La mention bon pour accord matérialise l’engagement écrit du client sur les termes d’une prestation détaillée dans un devis ou un contrat. Elle apparaît parfois sous la formule équivalente « lu et approuvé », suivie de la signature du signataire. Cette formule manuscrite ou électronique intervient toujours après réception d’un document qui précise les conditions d’achat d’un bien ou d’un service, ainsi que son prix.
Concrètement, on retrouve la mention bon pour accord sur différents types de supports : devis envoyés par un prestataire, bons de commande, contrats de prestation de services, accords de paiement ou encore avenants. Dans le secteur du bâtiment, elle prend souvent la forme spécifique « bon pour travaux ». Que ce soit un artisan, un consultant freelance ou un fournisseur, tous utilisent ce formalisme pour sceller un accord commercial.
Un point intéressant : l’accord verbal n’a aucune force contraignante en matière commerciale et ne peut pas être prouvé en cas de litige. Seul l’écrit, doublé d’une signature, permet de constituer une preuve recevable devant un tribunal. C’est pourquoi le bon pour accord reste un outil incontournable des relations commerciales en France.

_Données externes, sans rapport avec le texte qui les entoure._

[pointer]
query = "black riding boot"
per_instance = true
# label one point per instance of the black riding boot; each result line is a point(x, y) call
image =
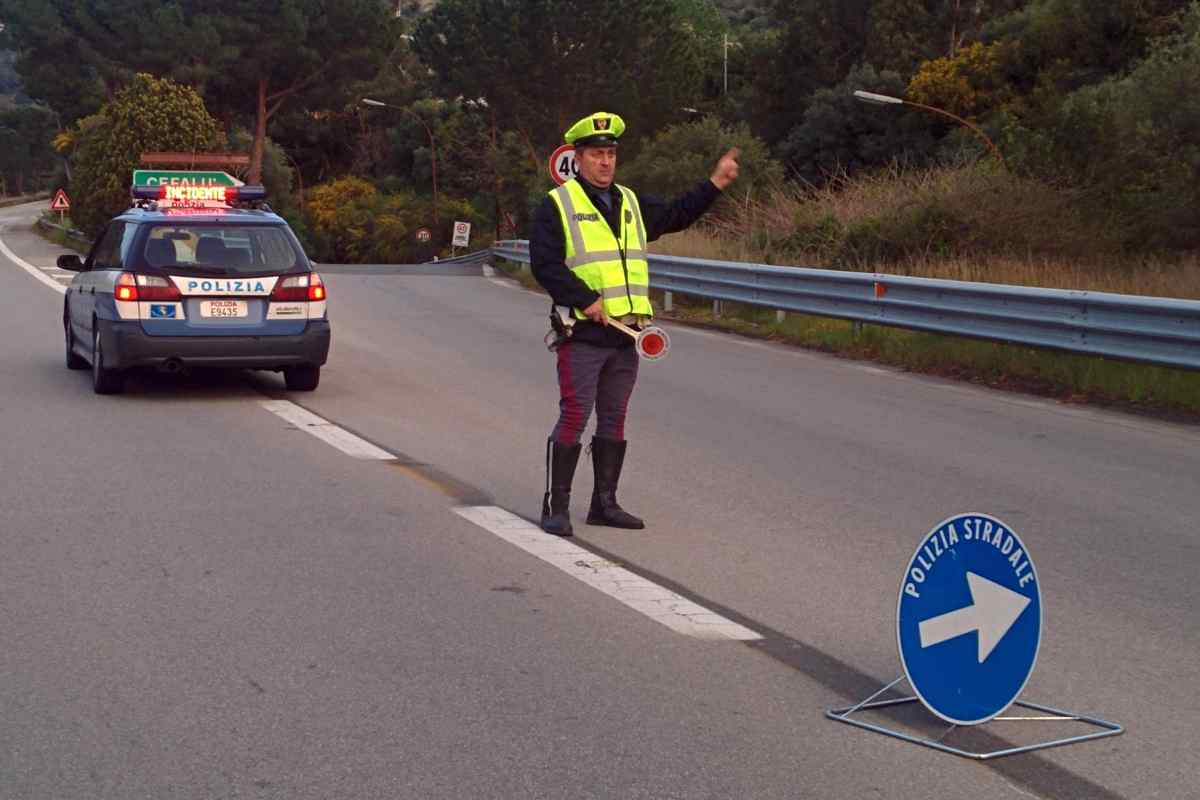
point(561, 461)
point(607, 456)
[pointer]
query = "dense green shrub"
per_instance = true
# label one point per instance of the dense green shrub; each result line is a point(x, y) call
point(148, 115)
point(683, 155)
point(351, 222)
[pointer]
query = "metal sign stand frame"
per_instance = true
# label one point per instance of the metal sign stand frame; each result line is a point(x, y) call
point(1048, 715)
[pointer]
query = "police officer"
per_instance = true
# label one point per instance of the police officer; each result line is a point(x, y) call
point(588, 251)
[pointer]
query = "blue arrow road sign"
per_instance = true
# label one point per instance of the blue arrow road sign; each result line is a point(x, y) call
point(969, 620)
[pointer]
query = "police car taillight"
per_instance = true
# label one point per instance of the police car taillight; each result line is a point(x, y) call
point(153, 287)
point(126, 287)
point(299, 288)
point(145, 288)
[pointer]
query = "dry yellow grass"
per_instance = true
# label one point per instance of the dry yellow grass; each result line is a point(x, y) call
point(1153, 277)
point(958, 223)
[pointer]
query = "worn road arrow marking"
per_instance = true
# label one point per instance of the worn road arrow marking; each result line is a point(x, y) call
point(994, 611)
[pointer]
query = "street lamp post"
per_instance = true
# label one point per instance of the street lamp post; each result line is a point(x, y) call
point(885, 100)
point(433, 146)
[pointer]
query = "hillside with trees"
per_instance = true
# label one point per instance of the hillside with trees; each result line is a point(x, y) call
point(1091, 106)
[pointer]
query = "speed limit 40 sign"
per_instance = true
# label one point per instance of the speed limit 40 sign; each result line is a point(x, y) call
point(562, 164)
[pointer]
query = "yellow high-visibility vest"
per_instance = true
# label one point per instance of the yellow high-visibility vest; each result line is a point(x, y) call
point(594, 254)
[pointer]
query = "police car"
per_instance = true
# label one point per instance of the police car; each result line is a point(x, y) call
point(196, 276)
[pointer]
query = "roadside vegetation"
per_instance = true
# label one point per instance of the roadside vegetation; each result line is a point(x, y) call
point(1077, 163)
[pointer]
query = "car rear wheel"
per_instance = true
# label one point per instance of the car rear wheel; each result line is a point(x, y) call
point(301, 379)
point(75, 361)
point(103, 380)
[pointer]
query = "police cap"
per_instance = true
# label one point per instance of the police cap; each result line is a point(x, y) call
point(599, 130)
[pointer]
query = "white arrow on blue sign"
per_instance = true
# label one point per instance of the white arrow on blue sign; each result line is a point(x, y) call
point(969, 620)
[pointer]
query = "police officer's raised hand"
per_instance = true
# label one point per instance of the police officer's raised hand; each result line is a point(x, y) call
point(595, 312)
point(726, 169)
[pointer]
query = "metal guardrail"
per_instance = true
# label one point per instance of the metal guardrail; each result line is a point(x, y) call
point(1152, 330)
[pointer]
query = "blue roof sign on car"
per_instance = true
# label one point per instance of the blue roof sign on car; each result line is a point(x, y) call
point(192, 196)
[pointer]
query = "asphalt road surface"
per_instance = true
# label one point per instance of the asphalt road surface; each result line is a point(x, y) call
point(202, 600)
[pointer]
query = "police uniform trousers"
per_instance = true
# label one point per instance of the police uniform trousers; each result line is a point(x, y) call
point(593, 377)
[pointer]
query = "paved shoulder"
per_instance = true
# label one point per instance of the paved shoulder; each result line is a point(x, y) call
point(27, 250)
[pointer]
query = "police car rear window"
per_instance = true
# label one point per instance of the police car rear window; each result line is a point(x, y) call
point(221, 250)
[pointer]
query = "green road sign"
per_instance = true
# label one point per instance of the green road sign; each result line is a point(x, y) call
point(183, 178)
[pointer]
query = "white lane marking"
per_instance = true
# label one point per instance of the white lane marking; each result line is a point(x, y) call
point(661, 605)
point(507, 283)
point(33, 270)
point(327, 431)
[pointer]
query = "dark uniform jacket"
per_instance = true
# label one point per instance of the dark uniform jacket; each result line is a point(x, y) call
point(547, 248)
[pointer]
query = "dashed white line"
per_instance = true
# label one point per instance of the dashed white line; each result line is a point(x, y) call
point(327, 431)
point(642, 595)
point(659, 603)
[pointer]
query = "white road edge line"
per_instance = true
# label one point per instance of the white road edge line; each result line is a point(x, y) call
point(661, 605)
point(327, 431)
point(33, 270)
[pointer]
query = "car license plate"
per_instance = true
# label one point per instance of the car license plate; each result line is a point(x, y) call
point(225, 308)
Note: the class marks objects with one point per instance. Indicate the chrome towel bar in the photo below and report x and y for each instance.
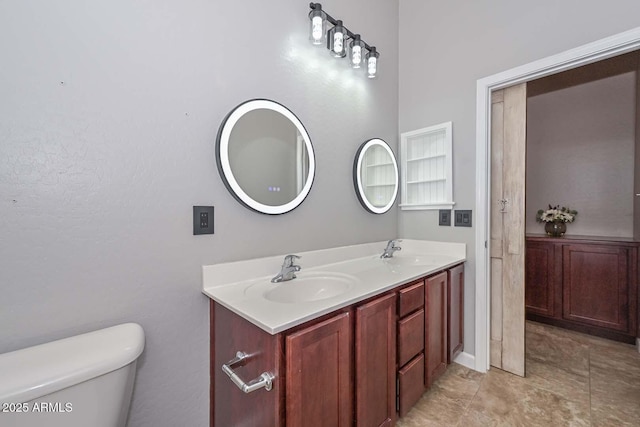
(264, 380)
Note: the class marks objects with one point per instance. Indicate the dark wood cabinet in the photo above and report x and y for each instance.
(543, 290)
(232, 333)
(435, 327)
(361, 365)
(375, 362)
(596, 285)
(585, 284)
(318, 374)
(455, 312)
(411, 320)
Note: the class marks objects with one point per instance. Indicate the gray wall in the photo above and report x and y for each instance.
(108, 117)
(445, 47)
(580, 154)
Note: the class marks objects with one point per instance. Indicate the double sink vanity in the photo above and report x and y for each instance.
(336, 337)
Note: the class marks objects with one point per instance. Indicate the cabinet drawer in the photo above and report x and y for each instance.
(410, 336)
(411, 384)
(410, 299)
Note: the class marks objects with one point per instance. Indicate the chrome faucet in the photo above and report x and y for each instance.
(288, 269)
(391, 248)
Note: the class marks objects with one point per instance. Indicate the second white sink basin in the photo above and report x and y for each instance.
(308, 286)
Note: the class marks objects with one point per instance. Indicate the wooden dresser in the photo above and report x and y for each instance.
(587, 284)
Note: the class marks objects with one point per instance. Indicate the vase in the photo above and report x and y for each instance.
(555, 229)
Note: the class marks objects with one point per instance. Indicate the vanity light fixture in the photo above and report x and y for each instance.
(357, 48)
(339, 39)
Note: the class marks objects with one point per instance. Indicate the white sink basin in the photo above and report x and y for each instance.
(306, 287)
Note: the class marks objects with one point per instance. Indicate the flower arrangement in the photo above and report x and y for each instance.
(556, 214)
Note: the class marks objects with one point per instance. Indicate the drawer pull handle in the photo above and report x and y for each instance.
(264, 380)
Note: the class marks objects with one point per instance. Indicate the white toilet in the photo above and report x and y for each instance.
(81, 381)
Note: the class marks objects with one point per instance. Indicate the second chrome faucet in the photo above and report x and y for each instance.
(391, 248)
(288, 270)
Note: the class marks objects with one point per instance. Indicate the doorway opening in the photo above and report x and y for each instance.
(587, 54)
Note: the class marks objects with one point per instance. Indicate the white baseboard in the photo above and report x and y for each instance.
(467, 360)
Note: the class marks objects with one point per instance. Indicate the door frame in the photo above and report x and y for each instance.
(592, 52)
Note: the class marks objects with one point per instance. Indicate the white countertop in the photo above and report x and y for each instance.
(241, 286)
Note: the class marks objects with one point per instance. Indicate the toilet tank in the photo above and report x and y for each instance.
(84, 380)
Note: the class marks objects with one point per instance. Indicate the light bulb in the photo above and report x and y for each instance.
(356, 56)
(338, 42)
(372, 67)
(318, 24)
(317, 29)
(372, 62)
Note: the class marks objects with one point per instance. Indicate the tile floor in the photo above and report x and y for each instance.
(572, 380)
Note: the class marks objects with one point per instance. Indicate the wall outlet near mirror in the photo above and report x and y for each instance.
(444, 217)
(202, 220)
(463, 218)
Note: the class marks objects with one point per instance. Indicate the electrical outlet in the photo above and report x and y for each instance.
(463, 218)
(444, 217)
(202, 220)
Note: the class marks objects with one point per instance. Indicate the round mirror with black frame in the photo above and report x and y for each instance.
(265, 157)
(375, 176)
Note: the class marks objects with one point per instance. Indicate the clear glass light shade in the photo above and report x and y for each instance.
(338, 37)
(357, 47)
(372, 63)
(318, 27)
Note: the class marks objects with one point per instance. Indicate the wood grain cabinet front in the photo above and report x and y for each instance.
(585, 284)
(318, 374)
(455, 312)
(361, 365)
(375, 362)
(435, 327)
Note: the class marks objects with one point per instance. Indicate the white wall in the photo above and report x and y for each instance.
(108, 118)
(445, 47)
(580, 154)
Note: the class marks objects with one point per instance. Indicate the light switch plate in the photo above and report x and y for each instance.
(202, 220)
(462, 218)
(444, 217)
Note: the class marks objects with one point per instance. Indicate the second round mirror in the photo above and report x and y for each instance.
(375, 176)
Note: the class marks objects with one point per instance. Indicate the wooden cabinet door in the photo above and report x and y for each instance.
(375, 363)
(435, 327)
(318, 375)
(455, 312)
(596, 285)
(541, 286)
(231, 333)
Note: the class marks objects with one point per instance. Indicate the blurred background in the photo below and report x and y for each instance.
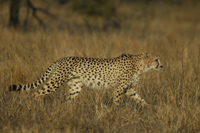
(97, 15)
(35, 33)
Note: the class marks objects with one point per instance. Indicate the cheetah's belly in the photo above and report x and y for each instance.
(98, 84)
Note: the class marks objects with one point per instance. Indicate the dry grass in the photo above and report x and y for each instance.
(172, 32)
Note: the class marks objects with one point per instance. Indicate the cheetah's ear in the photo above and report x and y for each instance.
(148, 54)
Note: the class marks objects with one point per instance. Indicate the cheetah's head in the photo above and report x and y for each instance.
(152, 62)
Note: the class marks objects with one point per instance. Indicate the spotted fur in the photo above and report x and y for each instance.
(121, 73)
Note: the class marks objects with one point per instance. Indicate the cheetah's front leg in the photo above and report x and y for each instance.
(133, 95)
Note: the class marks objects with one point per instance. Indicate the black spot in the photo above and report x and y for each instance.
(13, 88)
(32, 86)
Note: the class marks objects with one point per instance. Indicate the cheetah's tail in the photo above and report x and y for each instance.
(35, 85)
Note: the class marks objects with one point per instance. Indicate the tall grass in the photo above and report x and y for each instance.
(172, 32)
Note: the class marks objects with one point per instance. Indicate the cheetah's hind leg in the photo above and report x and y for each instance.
(75, 86)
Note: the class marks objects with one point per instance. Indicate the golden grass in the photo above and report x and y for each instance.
(172, 32)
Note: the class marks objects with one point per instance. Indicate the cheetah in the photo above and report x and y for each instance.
(121, 73)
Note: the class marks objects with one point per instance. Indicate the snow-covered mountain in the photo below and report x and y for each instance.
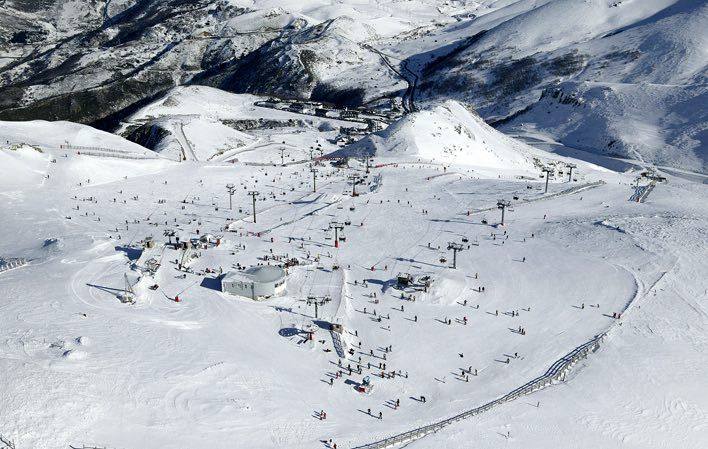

Quelle est la valeur juridique du bon pour accord ?
Voilà une question qui revient souvent. Il existe une nuance entre l’obligation légale d’apposer le bon pour accord et la valeur juridique attachée à cette mention. Jusqu’en 1980, le Code civil imposait certaines mentions manuscrites comme « lu et approuvé » ou « fait pour valoir ce que de droit ». Cette obligation a été abrogée. Aujourd’hui, ces formules n’ont plus de caractère obligatoire pour les actes sous seing privé classiques. La signature du client suffit en principe à valider l’engagement.
Une mention dont la force probante reste élevée
Bien que non obligatoire dans la plupart des cas, la mention bon pour accord conserve une grande force probante. Combinée à la signature du client, elle atteste que ce dernier a lu, compris et accepté les termes du document. En cas de désaccord ultérieur, elle constitue un élément de preuve déterminant devant les tribunaux pour démontrer l’intention du signataire de respecter ses engagements.
Les exceptions où le formalisme reste obligatoire
Certaines situations imposent encore le respect d’un formalisme strict. Le cautionnement et la reconnaissance de dette exigent toujours des mentions manuscrites précises. De plus, dans le secteur des travaux et du dépannage en bâtiment et équipement de la maison, la mention bon pour accord (ou bon pour travaux) reste obligatoire sur le devis pour engager valablement le client.
Qui doit apposer le bon pour accord sur un devis ?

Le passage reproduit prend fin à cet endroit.